Mounted at /content/drive


In [3]:
import os
from PIL import Image
import numpy as np
import torch
from PIL import Image
from torch.utils.data import Dataset
# TODO: implement here your custom dataset class for Cityscapes


class CityscapesDataset(Dataset):
    def __init__(self, root_dir, split='train', transform=None):
        self.root_dir = root_dir
        self.split = split
        self.transform = transform
        self.image_dir = os.path.join(self.root_dir, 'images', self.split)
        self.label_dir = os.path.join(self.root_dir, 'gtFine', self.split)
        self.image_folders = os.listdir(self.image_dir)
        self.images = []

        for folder in self.image_folders:
            images_in_folder = os.listdir(os.path.join(self.image_dir, folder))
            self.images.extend(images_in_folder)

    def __len__(self):
        return len(self.images)

    def __getitem__(self, idx):
        folder_name = self.images[idx].split('_')[0]
        img_name = os.path.join(self.image_dir, folder_name, self.images[idx])
        label_name = os.path.join(self.label_dir, folder_name, self.images[idx].replace('leftImg8bit', 'gtFine_labelTrainIds'))

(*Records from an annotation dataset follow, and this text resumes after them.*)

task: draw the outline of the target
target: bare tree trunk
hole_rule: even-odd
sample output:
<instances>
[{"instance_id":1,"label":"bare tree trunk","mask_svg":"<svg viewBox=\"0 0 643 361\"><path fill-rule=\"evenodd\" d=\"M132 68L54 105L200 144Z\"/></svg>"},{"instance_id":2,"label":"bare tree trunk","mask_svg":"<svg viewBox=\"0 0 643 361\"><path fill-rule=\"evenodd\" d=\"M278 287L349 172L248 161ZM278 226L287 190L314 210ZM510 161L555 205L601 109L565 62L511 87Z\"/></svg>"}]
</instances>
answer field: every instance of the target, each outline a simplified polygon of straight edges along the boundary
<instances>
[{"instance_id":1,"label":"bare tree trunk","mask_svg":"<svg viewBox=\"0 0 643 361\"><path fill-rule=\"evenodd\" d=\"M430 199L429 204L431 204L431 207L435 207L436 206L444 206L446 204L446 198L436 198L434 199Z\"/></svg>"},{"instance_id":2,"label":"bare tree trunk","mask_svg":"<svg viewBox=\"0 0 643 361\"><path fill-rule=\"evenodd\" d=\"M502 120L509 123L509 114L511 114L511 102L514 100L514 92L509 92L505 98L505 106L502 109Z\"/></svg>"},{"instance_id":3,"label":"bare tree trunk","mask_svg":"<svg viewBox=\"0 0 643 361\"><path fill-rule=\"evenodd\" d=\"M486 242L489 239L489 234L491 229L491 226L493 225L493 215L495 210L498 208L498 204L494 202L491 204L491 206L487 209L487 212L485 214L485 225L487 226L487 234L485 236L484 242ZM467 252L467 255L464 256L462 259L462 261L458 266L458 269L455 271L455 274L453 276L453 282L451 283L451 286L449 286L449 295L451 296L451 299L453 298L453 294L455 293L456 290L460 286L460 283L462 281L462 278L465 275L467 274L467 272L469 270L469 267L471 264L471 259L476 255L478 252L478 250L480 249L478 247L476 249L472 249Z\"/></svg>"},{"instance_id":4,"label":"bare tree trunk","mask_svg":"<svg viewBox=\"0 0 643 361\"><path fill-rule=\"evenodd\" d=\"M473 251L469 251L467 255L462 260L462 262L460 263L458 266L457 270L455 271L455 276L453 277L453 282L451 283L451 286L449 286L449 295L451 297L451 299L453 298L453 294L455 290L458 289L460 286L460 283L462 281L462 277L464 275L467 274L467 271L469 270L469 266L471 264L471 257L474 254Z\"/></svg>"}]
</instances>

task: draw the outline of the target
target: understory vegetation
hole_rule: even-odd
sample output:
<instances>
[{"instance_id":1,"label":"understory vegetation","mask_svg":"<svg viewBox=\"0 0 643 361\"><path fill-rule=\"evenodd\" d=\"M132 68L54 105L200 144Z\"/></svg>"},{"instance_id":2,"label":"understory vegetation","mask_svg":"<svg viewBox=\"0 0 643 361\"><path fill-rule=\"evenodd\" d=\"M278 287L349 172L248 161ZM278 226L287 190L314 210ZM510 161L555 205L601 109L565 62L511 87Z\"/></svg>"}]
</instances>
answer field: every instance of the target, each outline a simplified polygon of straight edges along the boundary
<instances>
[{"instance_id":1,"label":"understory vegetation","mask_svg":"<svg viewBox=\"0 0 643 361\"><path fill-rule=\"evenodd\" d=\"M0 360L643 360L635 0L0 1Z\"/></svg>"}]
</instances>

        image = np.array(Image.open(img_name).convert('RGB'))[::2,::2]
        # image = torch.tensor(image)
        label = np.array(Image.open(label_name))[::2,::2]
        label = torch.tensor(label).long()
        # This code need to updated.
        if self.transform:
            image = self.transform(image)

        return image, label

In [4]:
import torchvision.transforms as transforms
transform = transforms.Compose([
    transforms.ToTensor(),
    transforms.Normalize(mean=[0.485, 0.456, 0.406], std=[0.229, 0.224, 0.225]),
])

In [5]:
train_dataset = CityscapesDataset('/content/drive/MyDrive/MLDL_project/MLDL2024_project1/datasets/Cityspaces', transform=transform, split='train')
val_dataset = CityscapesDataset('/content/drive/MyDrive/MLDL_project/MLDL2024_project1/datasets/Cityspaces', transform=transform, split='val')

In [6]:
# Create a DataLoader
from torch.utils.data import DataLoader
dataloader_train = DataLoader(train_dataset, batch_size=2, shuffle=True)
dataloader_val = DataLoader(val_dataset, batch_size=2, shuffle=False)

In [7]:

num_train_samples = len(train_dataset)
num_val_samples = len(val_dataset)

print(f'Number of training samples: {num_train_samples}')
print(f'Number of validation samples: {num_val_samples}')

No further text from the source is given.